Looking for answers on the site I came across this answer with 3 upvotes where I am having trouble to understand an integral. Having not enough reputation (SE requires 50 reputation at least and I did not have access to chat until after editing) I cannot comment the post and ask Sasha, the answerer for clarification.
The said user stated: If $X := \int_1^2 W_s^2 \, dW_s$ then $E[X]=0$ where $W_s$ is a Brownian motion.
Yet I cannot understand how he came to this conclusion.

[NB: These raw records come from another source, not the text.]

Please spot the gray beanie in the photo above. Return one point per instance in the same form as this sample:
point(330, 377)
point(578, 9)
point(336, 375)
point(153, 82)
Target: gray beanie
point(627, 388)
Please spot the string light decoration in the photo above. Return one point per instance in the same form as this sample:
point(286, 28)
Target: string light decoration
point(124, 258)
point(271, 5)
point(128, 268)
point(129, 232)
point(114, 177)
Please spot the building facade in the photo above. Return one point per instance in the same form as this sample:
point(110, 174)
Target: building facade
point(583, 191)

I followed the next steps and started from a more general question starting with $X=\int_0^t W_s^2dW_s$ : 1)Ito's isometry tells me that :$$ E\left[ \left(\int_0^t W_s \, dW_s \right)^2 \right] = E \left[\int_0^t W_s^2 \, ds \right]$$
2) Fubini's theorem (if I did unsterdand correctly from this another answer by Byron Schmuland) that i have: $$ E \left[\int_0^t W_s^2 \, ds \right] = \int_0^t E[W_s^2] \, ds = \int_0^t s \, ds = \frac{t^2}{2}$$
3) applying this to the particular case i would end up with this primitive evaluated in the following bounds : $$\left[\frac{s^2}{2}\right]^2_1=1.5$$
Which is different than $E[X] =0$
I cannot see what I am doing wrong. On the form on the question are the \left \right brackets necessary for readability?